I thought this was explicitly stated in the standard, but you're right;
the wording about string literals implies that they always result in the
creation of a separate static array during translation phase 7, even if
they are also used to initialize a user-defined array. However, you're
also right in that there's no way for a strictly conforming program to
verify whether or not this has actually occurred; therefore, in practice
this is covered by the as-if rule. If you can't tell whether or not it
exists, a conforming implementation isn't required to provide it.

 

[Kenny McCormack]

And then:


So now you're doing what "CLC regs do best".

Yes. It's called satire. Most of my posts here are just doing the same
sh*t that the regs do, but taking it a step or two beyond - *and* being
honest about what I am doing. The regs are never honest about what they
are doing.

Taking a ludicrous but
legal scenario as the basis for an argument.

Not really ludicrous. The idea is that an implementation could very
well do something special (and, presumably, beneficial) if given a
program that contains vmv.

In fact, Keith was taking
the very reasonable position that you might as well follow the
standard when there's no advantage to not doing so.
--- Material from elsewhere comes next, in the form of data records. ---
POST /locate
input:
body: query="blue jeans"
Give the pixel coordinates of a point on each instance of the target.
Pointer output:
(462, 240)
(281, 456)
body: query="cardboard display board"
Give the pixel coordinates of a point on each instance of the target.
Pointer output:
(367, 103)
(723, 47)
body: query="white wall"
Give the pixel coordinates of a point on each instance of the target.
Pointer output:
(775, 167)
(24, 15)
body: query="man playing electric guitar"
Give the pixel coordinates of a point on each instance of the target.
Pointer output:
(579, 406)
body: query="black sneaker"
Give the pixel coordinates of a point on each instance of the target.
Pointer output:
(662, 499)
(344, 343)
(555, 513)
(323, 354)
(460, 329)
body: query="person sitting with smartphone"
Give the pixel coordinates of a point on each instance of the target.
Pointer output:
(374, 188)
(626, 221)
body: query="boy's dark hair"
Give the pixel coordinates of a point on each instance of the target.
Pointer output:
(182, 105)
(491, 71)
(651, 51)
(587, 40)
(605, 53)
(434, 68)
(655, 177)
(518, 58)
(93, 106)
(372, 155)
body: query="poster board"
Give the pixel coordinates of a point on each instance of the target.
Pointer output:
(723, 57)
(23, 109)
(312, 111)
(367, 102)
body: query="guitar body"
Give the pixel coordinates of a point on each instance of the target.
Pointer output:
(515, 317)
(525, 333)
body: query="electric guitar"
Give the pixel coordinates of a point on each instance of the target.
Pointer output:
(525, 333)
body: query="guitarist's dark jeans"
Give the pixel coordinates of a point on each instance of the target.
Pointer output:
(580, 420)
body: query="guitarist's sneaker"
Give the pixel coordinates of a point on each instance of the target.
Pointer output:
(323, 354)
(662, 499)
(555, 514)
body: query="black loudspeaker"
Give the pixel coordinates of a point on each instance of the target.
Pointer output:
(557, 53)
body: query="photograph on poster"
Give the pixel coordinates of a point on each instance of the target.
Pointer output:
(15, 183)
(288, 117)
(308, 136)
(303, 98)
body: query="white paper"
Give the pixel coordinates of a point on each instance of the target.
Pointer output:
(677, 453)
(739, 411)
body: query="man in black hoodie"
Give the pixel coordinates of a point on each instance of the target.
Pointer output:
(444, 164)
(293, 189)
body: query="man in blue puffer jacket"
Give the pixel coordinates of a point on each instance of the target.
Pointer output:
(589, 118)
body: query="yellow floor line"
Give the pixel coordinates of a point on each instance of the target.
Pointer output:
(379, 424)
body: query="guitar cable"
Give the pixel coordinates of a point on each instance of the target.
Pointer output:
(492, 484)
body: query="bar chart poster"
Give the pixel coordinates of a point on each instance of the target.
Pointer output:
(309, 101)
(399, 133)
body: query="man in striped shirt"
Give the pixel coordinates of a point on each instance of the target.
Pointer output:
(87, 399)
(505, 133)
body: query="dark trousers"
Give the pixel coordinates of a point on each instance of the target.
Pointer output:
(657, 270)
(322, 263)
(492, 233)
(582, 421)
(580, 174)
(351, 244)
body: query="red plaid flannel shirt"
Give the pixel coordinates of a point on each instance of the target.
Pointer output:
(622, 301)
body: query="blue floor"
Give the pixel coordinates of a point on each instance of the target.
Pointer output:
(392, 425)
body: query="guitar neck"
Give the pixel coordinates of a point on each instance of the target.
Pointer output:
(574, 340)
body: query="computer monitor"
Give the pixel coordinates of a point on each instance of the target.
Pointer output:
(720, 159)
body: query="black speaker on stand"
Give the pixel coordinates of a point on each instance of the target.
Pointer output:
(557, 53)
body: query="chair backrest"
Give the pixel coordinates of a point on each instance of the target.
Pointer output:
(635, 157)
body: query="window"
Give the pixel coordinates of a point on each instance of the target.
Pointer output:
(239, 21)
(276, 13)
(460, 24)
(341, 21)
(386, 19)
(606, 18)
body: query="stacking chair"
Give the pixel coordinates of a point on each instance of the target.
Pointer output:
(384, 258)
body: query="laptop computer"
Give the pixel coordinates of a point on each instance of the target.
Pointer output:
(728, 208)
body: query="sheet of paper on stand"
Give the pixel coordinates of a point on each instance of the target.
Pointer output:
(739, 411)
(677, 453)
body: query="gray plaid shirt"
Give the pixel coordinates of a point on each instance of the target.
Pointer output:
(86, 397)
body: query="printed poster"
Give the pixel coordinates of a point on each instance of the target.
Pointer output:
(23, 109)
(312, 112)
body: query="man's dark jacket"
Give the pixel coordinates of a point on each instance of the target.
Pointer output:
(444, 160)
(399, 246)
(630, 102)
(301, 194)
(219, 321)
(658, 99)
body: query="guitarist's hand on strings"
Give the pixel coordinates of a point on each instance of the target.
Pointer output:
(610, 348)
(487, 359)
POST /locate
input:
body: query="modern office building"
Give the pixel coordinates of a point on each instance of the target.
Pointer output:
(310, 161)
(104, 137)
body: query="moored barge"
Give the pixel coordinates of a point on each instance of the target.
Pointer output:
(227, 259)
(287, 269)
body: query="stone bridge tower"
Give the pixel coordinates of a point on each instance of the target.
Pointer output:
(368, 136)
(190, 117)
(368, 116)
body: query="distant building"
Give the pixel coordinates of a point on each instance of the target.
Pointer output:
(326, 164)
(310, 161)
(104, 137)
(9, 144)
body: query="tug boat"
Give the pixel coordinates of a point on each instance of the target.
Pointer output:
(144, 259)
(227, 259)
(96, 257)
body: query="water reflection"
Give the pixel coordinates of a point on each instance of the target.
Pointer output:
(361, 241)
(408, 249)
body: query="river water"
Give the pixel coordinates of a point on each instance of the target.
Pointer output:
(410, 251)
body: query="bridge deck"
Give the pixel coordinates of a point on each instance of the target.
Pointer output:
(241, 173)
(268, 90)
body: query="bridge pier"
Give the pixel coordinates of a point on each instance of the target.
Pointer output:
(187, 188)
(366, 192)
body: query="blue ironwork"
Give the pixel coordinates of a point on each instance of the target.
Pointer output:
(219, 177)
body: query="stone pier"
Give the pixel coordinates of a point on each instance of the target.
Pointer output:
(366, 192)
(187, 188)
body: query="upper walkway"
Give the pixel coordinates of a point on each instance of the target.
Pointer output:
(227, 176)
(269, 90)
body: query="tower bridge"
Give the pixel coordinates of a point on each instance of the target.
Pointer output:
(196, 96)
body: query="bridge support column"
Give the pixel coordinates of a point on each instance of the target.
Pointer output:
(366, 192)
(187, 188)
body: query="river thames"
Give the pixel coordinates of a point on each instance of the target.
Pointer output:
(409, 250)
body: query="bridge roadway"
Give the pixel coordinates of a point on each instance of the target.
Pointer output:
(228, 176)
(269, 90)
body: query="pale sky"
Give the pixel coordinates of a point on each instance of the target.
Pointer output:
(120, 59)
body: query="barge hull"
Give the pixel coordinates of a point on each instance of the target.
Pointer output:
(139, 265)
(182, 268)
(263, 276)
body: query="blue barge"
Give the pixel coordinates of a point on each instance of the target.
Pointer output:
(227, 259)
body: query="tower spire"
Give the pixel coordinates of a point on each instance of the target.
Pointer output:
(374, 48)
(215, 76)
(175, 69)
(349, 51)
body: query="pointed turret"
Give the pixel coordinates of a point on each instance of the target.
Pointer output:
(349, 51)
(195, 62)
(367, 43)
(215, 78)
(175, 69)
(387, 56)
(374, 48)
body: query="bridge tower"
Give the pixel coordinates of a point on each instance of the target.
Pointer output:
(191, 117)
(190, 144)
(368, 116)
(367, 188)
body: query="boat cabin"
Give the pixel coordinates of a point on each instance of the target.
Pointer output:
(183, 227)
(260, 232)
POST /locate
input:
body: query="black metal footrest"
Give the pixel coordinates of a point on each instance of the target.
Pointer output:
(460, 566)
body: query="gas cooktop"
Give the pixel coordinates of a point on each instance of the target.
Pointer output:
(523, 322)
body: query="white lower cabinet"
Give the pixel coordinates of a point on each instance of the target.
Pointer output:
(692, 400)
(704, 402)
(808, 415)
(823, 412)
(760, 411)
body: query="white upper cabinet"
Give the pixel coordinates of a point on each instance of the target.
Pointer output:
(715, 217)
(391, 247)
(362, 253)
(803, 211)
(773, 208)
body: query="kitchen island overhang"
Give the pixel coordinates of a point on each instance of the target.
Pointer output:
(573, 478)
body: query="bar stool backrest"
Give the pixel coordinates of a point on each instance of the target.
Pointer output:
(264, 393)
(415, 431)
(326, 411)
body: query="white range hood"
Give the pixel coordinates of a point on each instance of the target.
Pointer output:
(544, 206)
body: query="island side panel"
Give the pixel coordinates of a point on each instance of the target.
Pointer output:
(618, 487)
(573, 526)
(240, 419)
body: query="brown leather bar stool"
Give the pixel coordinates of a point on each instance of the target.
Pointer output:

Of course. But the point is that there may be an advantage.
I've noticed that lately some of the "reg wannabees" (e.g., CBF, vippy)
have started to take things a little too far, in their attempt to appear
dogmatically correct. KT has been on the right side of this; an
implementation *is* allowed to have extensions.

Surely that is
just the pragmatism that we need more of in this group?

He stated that there was never any advantage to using vmv. I think, of
course, that he is right in any practical sense, but here in CLC, we
deal in ridiculous abstractions (DS9 and all that).